Герцен молчал о политике, опасаясь разрушить дружбу, и находил, что с этой стороны одиночество его продолжается. «Жизнь, – говорил он о себе, – несмотря на любовь, дружбу, разговор и письма, все же не давала мне достаточно жизни». Он скучал. Ведь еще и теперь, через шестьдесят лет, умный человек не всегда знает, что ему делать в провинции, и не способен переварить пустоты и однообразия ее существования. Поневоле он рвется на огонь, в столицу, где если не очень много хорошего, зато много возможностей хорошего, много ожиданий и не меньше иллюзий. Цезарь был, вероятно, не совсем искренен, уверяя, что предпочел бы первое место в деревне второму в Риме. Для Цезарей – в деревне нет места…

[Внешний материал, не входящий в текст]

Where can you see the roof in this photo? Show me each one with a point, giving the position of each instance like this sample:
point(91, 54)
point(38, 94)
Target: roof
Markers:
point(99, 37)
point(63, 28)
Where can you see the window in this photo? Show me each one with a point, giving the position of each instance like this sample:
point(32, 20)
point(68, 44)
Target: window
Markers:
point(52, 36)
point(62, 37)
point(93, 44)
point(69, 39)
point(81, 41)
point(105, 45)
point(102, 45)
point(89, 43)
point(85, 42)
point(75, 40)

Полные отчаяния и тоски письма Натальи Александровны продолжали приходить. Остановимся еще немного на этом романе, исполненном поэзии и правды жизни.
Ее жених – полковник – понравился всем. Сенатор его ласкал, отец Герцена находил, что «лучше жениха нельзя ждать и желать не должно». Княгиня ничего не говорила прямо, но притесняла все больше и торопила дело. Девушка пробовала прикидываться при женихе совершенной дурочкой, думая, что этим отстращает его. Нисколько, он продолжал ездить чаще и чаще.
«Вчера, – пишет она, – была у меня Эмилия, вот что она сказала: „Если бы я услышала, что ты умерла, я бы с радостью перекрестилась и поблагодарила бы Бога“. Она права во многом, но не совсем; душа ее, живущая одним горем, поняла вполне страдания моей души, но блаженство, которым ее наполняет любовь, едва ли ей доступно».
Княгиня, несмотря на препятствия, не унывала.
«Желая очистить свою совесть, она призвала священника, знакомого с полковником, и спрашивала его, не грех ли будет отдать меня насильно? Священник сказал, что будет даже богоугодно пристроить сироту. Я пошла за своим духовником и открыла ему все».